Dziękujmy Matce Świętej za ocalenie, bo nie zdzierżylibyśmy takiej

liczbie i sile.

- Powiadają, czcigodni bracia, że ową armatę odpalił młodzieniec, którego zowią Jankiem Nowakiem.

- A gdzież on teraz, przyprowadźcie go tutaj rozkazał starosta..

- Nikt tego nie wie, zniknął gdzieś.

- To szukajcie go, szukajcie wszyscy.

Wszyscy zaczęli szukać Janka po całym zamku. Tymczasem przestraszony chłopak ukrył się w starym spichrzu na wieży.

- Co ja zrobiłem - myślał - teraz to dopiero dostanę, a może nawet mnie powieszą z rozkazu starosty? Wcisnął się w najciemniejszy kąt i zasnął. Szukano go przez całą noc, dopiero nad ranem dwóch koniuszych znalazło go śpiącego w starym spichrzu.

-  Tu się ukryłeś, a wiesz, że wszyscy cię szukają: żołnierze, służba.
Tak rozkazał starosta, chodź szybko z nami. Zaprowadzili chłopca na dziedziniec. Janek spoglądał spode łba na żołnierzy i tłum ludzi. Czekał na to, co miało nastąpić. Na dziedzińcu zaległa cisza. Słychać było tylko wesoły świergot ptaków pod pułapami dachów. To milczenie przerwał donośny głos starosty:

- Nie szata ani urodzenie mówią o człowieku, ale jego czyny. Ten oto młodzieniec, nie ze szlacheckiego przecież stanu, a wszyscy winniśmy mu wdzięczność i szacunek. To on ocalił nasze głowy, miasto i zamek. Jesteś naszym bohaterem.

- Niech żyje Janek, niech nam żyje!!! - ozwały się gromkie głosy zebranych na dziedzińcu ludzi. Chłopiec stał wyprostowany, dumnym wzrokiem spoglądał na mieszczan i żołnierzy. Został bohaterem, ocalił miasto, sam jeden pokonał zastępy wrogów.

Mieszczanie podarowali Jankowi garniec pełen srebra. Odtąd koniuszy i jego spracowana matka cieszyli się szczęściem i żyli w dostatku. Janka ciągle gnała gdzieś ciekawość świata. Został przyjacielem kapitana Danvelda i razem z nim wyruszył na poszukiwanie przygód. Potem wieść o nich zaginęła

 

 

 

 

W tym miejscu czas już zakończyć tę opowieść. Od tamtych czasów minęły wieki, spróchniały rozłożyste dęby, ale zostało miasto i zamek na wzgórzu. Na polach porośniętych barwnym kwieciem, do dziś dnia leży ogromny głaz zwany Kamieniem Tatarskim, a obok rozciąga się malownicza wieś Tatary.

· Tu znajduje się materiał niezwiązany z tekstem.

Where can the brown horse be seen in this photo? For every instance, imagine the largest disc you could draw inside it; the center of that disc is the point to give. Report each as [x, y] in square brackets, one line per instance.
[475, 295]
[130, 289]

Podobno głęboko w ziemi, pod kamieniem, Tatarzy pochowali swego wodza Dżamełłę i odeszli na południe.

A co z garnkiem srebra, który Janek otrzymał od mieszczan Neidenburga? Sprytny młodzik ukrył go gdzieś w zamku. Wielu go już szukało, ale nikt nie znalazł. Może Warn bardziej się poszczęści i któregoś dnia odnajdziecie garniec srebra, wtedy pomódlcie się za duszę Janka - młodego bohatera, który kiedyś ocalił miasto i ludzi od straszliwej rzezi.